Testing Handbook Skill Generator
Generate and maintain Claude Code skills from the Trail of Bits Testing Handbook.
When to Use
Invoke this skill when:
- Creating new security testing skills from handbook content
- User mentions "testing handbook", "appsec.guide", or asks about generating skills
- Bulk skill generation or refresh is needed
Do NOT use for:
- General security testing questions (use the generated skills)
- Non-handbook skill creation
Handbook Location
The skill needs the Testing Handbook repository. See discovery.md for full details.
Quick reference: Check ./testing-handbook, ../testing-handbook, ~/testing-handbook → ask user → clone as last resort.

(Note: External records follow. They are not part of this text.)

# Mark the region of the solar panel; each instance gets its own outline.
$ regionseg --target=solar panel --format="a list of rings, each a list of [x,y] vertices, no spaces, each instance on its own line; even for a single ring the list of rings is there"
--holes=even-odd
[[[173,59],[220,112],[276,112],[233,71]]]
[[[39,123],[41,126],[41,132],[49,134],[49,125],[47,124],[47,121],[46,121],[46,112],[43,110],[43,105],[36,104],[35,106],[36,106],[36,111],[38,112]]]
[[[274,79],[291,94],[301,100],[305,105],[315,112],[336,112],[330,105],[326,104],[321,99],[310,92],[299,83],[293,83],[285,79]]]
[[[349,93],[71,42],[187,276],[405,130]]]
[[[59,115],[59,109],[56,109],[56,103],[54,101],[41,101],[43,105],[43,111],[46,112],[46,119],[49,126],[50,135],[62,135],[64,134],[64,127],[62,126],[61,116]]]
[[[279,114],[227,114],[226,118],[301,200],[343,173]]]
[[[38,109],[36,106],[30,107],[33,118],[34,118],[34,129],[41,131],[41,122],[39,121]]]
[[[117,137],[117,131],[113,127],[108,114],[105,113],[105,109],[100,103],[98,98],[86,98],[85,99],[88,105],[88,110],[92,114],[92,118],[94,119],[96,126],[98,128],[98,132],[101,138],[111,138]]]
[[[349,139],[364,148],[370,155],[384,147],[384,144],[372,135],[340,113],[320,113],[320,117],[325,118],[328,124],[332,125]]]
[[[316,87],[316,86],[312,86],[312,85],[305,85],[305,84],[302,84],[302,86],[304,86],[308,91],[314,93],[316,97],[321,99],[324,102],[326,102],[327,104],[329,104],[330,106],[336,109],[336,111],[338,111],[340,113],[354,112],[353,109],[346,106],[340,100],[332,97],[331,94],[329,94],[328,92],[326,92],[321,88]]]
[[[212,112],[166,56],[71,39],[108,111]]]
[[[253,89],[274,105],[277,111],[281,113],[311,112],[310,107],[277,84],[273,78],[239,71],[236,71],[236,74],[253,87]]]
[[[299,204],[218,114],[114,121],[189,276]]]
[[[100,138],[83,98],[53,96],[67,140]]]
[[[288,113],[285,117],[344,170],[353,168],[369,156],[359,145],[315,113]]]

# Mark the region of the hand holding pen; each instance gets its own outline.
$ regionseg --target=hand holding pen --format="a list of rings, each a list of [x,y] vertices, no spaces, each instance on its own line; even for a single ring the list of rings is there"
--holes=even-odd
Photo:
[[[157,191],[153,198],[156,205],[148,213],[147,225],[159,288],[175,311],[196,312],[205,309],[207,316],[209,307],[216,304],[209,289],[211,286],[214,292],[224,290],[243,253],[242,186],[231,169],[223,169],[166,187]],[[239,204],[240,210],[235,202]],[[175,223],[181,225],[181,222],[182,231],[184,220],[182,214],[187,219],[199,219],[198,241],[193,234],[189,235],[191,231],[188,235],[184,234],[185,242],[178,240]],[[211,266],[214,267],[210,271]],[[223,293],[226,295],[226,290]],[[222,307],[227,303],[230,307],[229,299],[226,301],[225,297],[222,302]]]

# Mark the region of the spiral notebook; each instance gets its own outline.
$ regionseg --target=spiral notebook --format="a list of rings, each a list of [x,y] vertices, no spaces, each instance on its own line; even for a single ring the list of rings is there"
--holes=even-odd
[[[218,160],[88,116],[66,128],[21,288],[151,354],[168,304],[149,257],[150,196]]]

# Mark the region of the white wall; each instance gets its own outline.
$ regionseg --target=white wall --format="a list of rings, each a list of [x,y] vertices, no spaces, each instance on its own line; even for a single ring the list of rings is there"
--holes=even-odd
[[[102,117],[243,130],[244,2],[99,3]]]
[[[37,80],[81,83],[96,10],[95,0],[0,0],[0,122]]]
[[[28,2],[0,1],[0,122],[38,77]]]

Repository: https://github.com/trailofbits/testing-handbook
Workflow Overview
Phase 0: Setup Phase 1: Discovery
┌─────────────────┐ ┌─────────────────┐
│ Locate handbook │ → │ Analyze handbook│
│ - Find or clone │ │ - Scan sections │
│ - Confirm path │ │ - Classify types│
└─────────────────┘ └─────────────────┘
↓ ↓
Phase 3: Generation Phase 2: Planning
┌─────────────────┐ ┌─────────────────┐
│ TWO-PASS GEN │ ← │ Generate plan │
│ Pass 1: Content │ │ - New skills │
│ Pass 2: X-refs │ │ - Updates │
│ - Write to gen/ │ │ - Present user │
└─────────────────┘ └─────────────────┘
↓
Phase 4: Testing Phase 5: Finalize
┌─────────────────┐ ┌─────────────────┐
│ Validate skills │ → │ Post-generation │
│ - Run validator │ │ - Update README │
│ - Test activation│ │ - Update X-refs │
│ - Fix issues │ │ - Self-improve │
└─────────────────┘ └─────────────────┘
Scope Restrictions
ONLY modify these locations:
plugins/testing-handbook-skills/skills/[skill-name]/*- Generated skills (as siblings to testing-handbook-generator)plugins/testing-handbook-skills/skills/testing-handbook-generator/*- Self-improvement- Repository root
README.md- Add generated skills to table
NEVER modify or analyze:
- Other plugins (
plugins/property-based-testing/,plugins/static-analysis/, etc.) - Other skills outside this plugin
Do not scan or pull into context any skills outside of testing-handbook-skills/. Generate skills based solely on handbook content and resources referenced from it.
Quick Reference
Section → Skill Type Mapping
| Handbook Section | Skill Type | Template |
|---|---|---|
/static-analysis/[tool]/ |
Tool Skill | tool-skill.md |
/fuzzing/[lang]/[fuzzer]/ |
Fuzzer Skill | fuzzer-skill.md |
/fuzzing/techniques/ |
Technique Skill | technique-skill.md |
/crypto/[tool]/ |
Domain Skill | domain-skill.md |
/web/[tool]/ |
Tool Skill | tool-skill.md |
Skill Candidate Signals
| Signal | Indicates |
|---|---|
_index.md with bookCollapseSection: true |
Major tool/topic |
| Numbered files (00-, 10-, 20-) | Structured content |
techniques/ subsection |
Methodology content |
99-resources.md or 91-resources.md |
Has external links |
Exclusion Signals
| Signal | Action |
|---|---|
draft: true in frontmatter |
Skip section |
| Empty directory | Skip section |
| Template/placeholder file | Skip section |
Decision Tree
Starting skill generation?
├─ Need to analyze handbook and build plan?
│ └─ Read: discovery.md
│ (Handbook analysis methodology, plan format)
│
├─ Spawning skill generation agents?
│ └─ Read: agent-prompt.md
│ (Full prompt template, variable reference, validation checklist)
│
├─ Generating a specific skill type?
│ └─ Read appropriate template:
│ ├─ Tool (Semgrep, CodeQL, Burp) → templates/tool-skill.md
│ ├─ Fuzzer (libFuzzer, AFL++) → templates/fuzzer-skill.md
│ ├─ Technique (harness, coverage) → templates/technique-skill.md
│ └─ Domain (crypto, web) → templates/domain-skill.md
│
├─ Validating generated skills?
│ └─ Run: scripts/validate-skills.py
│ Then read: testing.md for activation testing
│
├─ Finalizing after generation?
│ └─ See: Post-Generation Tasks below
│ (Update main README, update Skills Cross-Reference, self-improvement)
│
└─ Quick generation from specific section?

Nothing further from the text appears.